The labels of at least five hundred everyday products had been re-coded in Chanelspeak. Personal favorites included chic black cotton buds sold as bâtonnets élégants; boxes of handkerchiefs labeled Les Chagrins de Gabrielle; house paint in a color called Gris Jersey; detergent and potato chips; and, best of all, a hardware department that featured a chain saw with a real Chanel chain. The one that most entranced the locals was the recasting of a sac poubelle (garbage bag) as a sac plus belle (definitely not a garbage bag). There were also doormats printed with "Mademoiselle Privé." At show's end, as a locust horde descended on the shelves, those doormats were the day's key trophy—if you could get them past the security on the door of the Grand Palais. As Supermarket Sweep as the vibe was, the only goodies up for grabs were the fresh produce and the candies.
It was entrancing to see the fashion world's great and good transformed into kids in a candy store by Lagerfeld's spectacle. An epic celebration of consumerism was also an epic satire of it. An instant analogy was Andreas Gursky's gigantic 99 Cent diptych. (Lagerfeld was kicking himself that he hadn't thought to invite Gursky to the show.) As a piece of conceptual art, as a critique of pop culture, as a fashion show, it offered the juicy meat of an academic thesis.

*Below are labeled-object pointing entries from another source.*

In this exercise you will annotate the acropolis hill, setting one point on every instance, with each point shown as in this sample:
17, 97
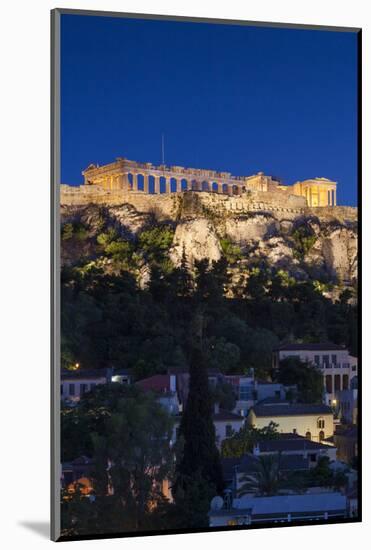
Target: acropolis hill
149, 187
206, 208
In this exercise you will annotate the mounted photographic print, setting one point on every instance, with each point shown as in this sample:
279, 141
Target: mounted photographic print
205, 354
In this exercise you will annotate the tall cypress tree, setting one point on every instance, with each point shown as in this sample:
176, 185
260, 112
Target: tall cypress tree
200, 454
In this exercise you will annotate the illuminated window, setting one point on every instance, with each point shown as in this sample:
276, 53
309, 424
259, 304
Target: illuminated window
321, 423
228, 430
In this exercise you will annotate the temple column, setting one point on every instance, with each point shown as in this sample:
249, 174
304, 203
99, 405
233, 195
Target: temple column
145, 184
120, 181
125, 182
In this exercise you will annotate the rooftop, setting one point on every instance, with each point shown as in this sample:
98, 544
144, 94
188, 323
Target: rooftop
320, 346
292, 503
156, 383
290, 410
223, 415
298, 443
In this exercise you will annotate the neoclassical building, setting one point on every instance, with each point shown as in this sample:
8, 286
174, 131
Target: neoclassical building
136, 177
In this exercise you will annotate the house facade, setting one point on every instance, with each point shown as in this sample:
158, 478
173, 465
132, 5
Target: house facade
279, 509
75, 383
315, 422
338, 367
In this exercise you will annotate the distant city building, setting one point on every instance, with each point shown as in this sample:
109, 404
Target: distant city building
74, 383
346, 442
315, 422
279, 509
346, 403
337, 366
128, 176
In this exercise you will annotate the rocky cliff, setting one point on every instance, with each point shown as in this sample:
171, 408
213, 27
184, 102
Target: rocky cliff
307, 243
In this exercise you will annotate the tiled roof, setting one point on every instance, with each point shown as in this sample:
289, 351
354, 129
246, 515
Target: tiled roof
290, 410
293, 503
157, 383
320, 346
81, 373
294, 444
222, 416
249, 463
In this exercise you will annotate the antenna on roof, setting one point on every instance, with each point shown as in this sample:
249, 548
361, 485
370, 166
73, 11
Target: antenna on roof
163, 148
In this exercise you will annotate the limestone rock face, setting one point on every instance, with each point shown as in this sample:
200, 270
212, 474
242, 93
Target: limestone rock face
199, 240
244, 230
267, 237
339, 250
127, 218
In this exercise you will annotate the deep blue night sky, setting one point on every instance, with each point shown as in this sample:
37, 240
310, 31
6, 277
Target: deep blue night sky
227, 97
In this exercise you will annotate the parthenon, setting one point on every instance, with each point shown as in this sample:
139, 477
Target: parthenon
129, 176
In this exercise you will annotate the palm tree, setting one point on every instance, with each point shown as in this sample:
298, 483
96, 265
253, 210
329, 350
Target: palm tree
264, 478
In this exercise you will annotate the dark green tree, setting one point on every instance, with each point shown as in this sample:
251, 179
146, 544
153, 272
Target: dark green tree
307, 377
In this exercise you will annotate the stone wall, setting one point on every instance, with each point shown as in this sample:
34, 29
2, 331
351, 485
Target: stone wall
175, 204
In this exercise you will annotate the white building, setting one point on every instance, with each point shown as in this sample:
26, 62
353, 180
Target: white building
75, 383
315, 422
337, 366
346, 403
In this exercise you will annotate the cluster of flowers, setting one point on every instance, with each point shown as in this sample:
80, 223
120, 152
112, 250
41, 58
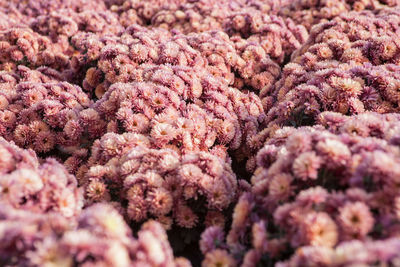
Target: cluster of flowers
98, 236
159, 182
38, 110
42, 222
123, 119
315, 188
348, 65
311, 12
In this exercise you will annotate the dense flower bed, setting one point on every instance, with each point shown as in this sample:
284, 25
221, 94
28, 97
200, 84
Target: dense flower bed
199, 132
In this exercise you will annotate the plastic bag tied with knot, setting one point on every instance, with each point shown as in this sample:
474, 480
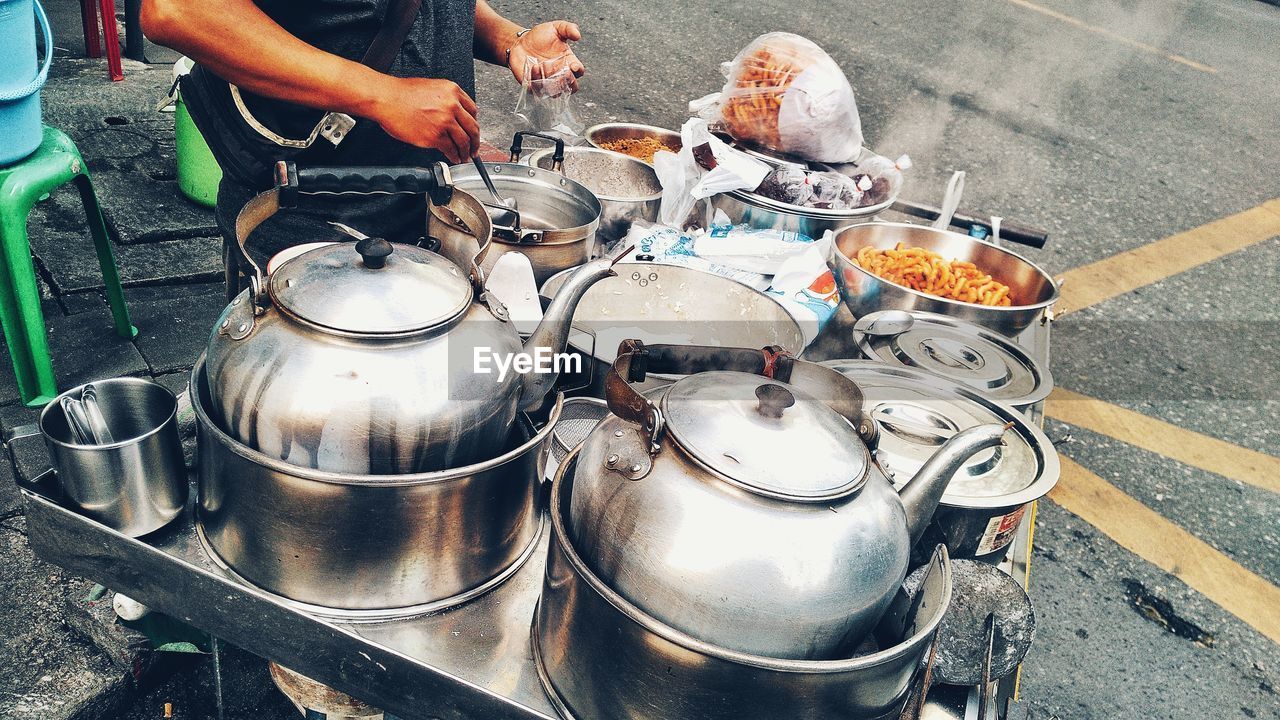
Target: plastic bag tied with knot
787, 95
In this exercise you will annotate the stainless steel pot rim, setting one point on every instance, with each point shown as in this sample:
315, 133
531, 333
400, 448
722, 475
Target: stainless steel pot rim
1041, 376
849, 263
118, 443
609, 354
1050, 468
560, 536
547, 151
819, 213
375, 615
197, 377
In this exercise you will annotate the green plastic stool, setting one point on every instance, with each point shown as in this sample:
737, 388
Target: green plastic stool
55, 163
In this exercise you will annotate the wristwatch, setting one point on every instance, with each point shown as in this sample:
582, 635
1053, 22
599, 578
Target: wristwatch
519, 35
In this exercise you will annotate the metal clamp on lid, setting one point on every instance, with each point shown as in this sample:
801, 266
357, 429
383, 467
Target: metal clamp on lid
635, 360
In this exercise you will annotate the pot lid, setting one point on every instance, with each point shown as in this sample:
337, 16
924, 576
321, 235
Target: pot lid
766, 436
956, 350
371, 287
915, 413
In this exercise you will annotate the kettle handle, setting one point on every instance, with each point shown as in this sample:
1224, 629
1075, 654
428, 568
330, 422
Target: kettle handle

Oh, yes, the fashion. Lagerfeld helped to make trainers the talking point of the Couture season. Here, he built a collection from the ground up on the footwear. "They had to continue," he said bluntly. "If you want to look really ridiculous, you go in stilettos in a supermarket." The very notion was antithetical to the guts of a collection that was just about the most democratic Lagerfeld has ever offered for Chanel. "That's exactly what I wanted to show," he said with an emphatic stab of a finger. So the Chanel catwalk accommodated an unusual variety of silhouettes and a massive range of options, from Cara Delevingne's raggy workout-wear to the sheath of clotted flowers that emerged at show's end. Couture's definite corseting inserted itself into the collection, but there was also a raggedy-hemmed smock dress and a black velvet jumpsuit, and a prevailing sense that Lagerfeld has no interest in offering directives. With today's overwhelming, irresistible extravaganza, he was saying that fashion's a supermarket. So you might as well shop.